Del mismo modo, muchos civiles israelíes se convierten en soldados como por arte de magia, cuando son reclutados en el servicio de reserva. Cuando el mismo truco ocurre del otro lado de la frontera, se trata de terroristas que se aprovechan de la benevolencia humanista israelí, para ocultarse entre sus escudos humanos.
Nuestra dirigencia político-militar no comete sus barbaridades por su cuenta: lo hacen en mi nombre. Ante cada operación militar, conquista de un poblado, bombardeo o asesinato, me invocan impunemente: el país lo exige, la retaguardia es fuerte, la población pide que terminen la tarea. Les grito en cada manifestación en contra de esta guerra criminal que no lo hagan en mi nombre, que nunca los autoricé a arrasar un país vecino solo para demostrar nuestra virilidad y que nadie nos va a mojar la oreja. Pero somos unos pocos miles gritando consignas: a la gran mayoría de gente no le importa (en el mejor de los casos) o apoya abiertamente la masacre.
¿Qué otra cosa se puede esperar en un país que vive fantaseando durante décadas con que puede ser el matón del barrio, hacer lo que le plazca a cualquiera de los vecinos, y todo eso pagando precios irrisorios?
Aquí en Israel, es obligatorio ser equilibrado: no se puede criticar al gobierno sin un «pero» que explique cuán malvados son nuestros enemigos y cuánto sufrimos nosotros.
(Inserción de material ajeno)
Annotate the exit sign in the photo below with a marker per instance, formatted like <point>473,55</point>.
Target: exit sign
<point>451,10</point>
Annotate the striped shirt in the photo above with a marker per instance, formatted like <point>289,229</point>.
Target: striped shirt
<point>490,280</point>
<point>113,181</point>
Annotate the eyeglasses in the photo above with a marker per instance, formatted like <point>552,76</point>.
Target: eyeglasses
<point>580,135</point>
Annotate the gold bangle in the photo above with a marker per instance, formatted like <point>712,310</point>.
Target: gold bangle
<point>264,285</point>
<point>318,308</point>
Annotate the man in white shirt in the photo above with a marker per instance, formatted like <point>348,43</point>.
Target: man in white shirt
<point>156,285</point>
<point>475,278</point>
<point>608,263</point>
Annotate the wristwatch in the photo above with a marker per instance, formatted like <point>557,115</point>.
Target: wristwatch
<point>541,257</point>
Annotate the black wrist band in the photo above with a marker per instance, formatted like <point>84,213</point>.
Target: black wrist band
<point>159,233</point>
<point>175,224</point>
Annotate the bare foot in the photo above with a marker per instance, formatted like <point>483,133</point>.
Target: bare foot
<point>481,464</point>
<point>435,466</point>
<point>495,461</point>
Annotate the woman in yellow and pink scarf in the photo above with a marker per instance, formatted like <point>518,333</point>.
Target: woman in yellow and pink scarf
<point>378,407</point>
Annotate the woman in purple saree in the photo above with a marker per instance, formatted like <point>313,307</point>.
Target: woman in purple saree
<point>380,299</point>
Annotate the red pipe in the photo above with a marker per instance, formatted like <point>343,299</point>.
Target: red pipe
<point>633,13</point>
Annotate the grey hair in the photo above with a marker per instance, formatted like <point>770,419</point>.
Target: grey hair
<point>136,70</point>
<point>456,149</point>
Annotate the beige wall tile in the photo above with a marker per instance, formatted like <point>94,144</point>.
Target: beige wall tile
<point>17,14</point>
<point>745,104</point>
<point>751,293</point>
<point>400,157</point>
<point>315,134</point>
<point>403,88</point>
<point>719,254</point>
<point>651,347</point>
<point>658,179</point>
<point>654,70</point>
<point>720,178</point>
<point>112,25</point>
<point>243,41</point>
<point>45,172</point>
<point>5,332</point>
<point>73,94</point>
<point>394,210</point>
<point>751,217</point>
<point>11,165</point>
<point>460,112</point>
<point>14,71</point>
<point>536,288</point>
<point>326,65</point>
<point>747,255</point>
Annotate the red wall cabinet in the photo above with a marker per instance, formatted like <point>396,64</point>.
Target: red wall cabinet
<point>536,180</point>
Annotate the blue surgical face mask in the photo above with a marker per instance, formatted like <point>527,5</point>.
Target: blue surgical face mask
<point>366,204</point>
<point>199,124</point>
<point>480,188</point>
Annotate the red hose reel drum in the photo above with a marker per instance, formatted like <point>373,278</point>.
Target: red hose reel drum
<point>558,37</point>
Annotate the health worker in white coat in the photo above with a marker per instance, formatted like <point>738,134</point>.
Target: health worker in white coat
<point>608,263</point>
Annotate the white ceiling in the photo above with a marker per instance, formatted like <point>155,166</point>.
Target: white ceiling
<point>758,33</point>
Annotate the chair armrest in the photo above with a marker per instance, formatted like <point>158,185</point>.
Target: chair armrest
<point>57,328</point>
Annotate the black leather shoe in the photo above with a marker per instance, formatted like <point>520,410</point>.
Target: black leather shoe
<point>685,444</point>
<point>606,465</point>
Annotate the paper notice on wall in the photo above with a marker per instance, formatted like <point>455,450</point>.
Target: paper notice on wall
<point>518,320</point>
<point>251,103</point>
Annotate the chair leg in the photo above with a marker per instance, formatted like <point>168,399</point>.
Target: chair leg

Así que aquí va: no me simpatiza el fanatismo religioso de Hamas, ni el de Hezbolá. Ambos son movimientos sociales y políticos contrarios a cualquier valor que se me ocurriría esgrimir. Ambos utilizan métodos terroristas injustificables en sus luchas, a veces justas, a veces no. Si fuera palestino o chiita libanés seguramente viviría exiliado, ya que considero imposible vivir bajo regímenes como el del Hamas. Pero como dije al principio, soy israelí. Eso quiere decir, que mi posibilidad de influir sobre Palestina o el Líbano es muy limitada. Mi marco de referencia, mi posibilidad de influir sobre lo que ocurre, esta aquí, en Israel.
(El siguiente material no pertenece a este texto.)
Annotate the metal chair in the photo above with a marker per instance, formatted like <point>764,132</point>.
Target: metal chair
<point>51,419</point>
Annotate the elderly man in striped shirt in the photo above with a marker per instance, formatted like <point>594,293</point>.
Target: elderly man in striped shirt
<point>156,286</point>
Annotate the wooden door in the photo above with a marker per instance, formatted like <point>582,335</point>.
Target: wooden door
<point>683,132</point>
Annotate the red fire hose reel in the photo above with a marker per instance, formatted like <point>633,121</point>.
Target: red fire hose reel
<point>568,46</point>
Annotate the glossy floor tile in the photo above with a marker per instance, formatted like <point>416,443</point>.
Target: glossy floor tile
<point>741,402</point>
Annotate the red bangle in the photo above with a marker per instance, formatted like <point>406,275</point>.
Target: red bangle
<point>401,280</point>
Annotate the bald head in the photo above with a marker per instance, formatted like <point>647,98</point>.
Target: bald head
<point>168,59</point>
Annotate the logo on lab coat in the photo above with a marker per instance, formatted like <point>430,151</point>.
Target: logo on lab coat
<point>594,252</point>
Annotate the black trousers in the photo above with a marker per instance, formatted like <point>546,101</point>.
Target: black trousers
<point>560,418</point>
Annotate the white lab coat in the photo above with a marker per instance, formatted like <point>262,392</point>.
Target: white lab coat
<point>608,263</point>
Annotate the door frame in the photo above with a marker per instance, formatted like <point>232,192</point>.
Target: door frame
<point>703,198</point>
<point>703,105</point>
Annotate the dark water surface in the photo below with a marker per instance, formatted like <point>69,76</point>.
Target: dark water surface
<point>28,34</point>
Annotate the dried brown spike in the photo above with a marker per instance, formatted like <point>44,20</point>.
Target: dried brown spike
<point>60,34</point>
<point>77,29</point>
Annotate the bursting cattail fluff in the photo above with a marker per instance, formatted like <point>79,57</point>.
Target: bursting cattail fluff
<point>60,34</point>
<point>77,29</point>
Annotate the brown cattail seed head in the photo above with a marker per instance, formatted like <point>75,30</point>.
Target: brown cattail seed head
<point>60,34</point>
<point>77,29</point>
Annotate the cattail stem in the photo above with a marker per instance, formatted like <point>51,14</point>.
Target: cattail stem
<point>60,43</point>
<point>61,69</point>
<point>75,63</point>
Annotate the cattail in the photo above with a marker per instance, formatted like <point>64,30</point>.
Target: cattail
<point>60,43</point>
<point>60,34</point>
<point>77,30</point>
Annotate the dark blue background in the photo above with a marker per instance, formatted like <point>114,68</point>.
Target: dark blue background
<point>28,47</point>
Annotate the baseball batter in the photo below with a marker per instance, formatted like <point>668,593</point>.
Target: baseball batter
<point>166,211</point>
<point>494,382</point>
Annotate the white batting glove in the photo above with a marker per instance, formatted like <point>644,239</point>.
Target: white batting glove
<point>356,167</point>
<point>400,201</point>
Mis representantes son, lamentablemente, un corrupto con aires de grandeza como Olmert y un ex-luchador social devenido en criminal de guerra como Peretz, ambos guiados por un militar fascio-guerrerista como Halutz. A ellos tengo que pedirles cuentas, no a Hezbolá. Son ellos los que mantienen a un millón de ciudadanos israelíes en los refugios durante semanas. Son ellos los que destrozan al Líbano día a día en una furia macho-militarista sin límites. Son ellos los que al fin de la guerra van a liberar a miles de prisioneros en canje por nuestros tres soldados, cuando lo podrían haber hecho el primer día sin derramar ríos de sangre. Son ellos los que espero, como ciudadano israelí preocupado por su futuro y por el de sus hijos, que sean juzgados un día en el tribunal internacional para crímenes de guerra de La Haya.
Dani Broitman nació en Rosario (Argentina) pero es israelí por adopción. Hace casi dos décadas se instaló en el Kibutz Magal, detrás de un ideal. Desde un primer momento cuestionó la política israelí respecto a los territorios ocupados en Gaza y Cisjordania y se rehusó una y otra vez a participar, como miembro del ejército, de las maniobras militares en esos lugares. Cada una de las negativas le valieron la prisión junto a otros objetores de conciencia, en algunos casos por casi 40 días. Aunque ya fue desafectado como reservista, él sigue participando de las manifestaciones pacifistas. Aquí se reproduce una carta que envió a lavaca minutos después del bombardeo a Qana, donde murieron 60 refugiados, 37 de ellos niños.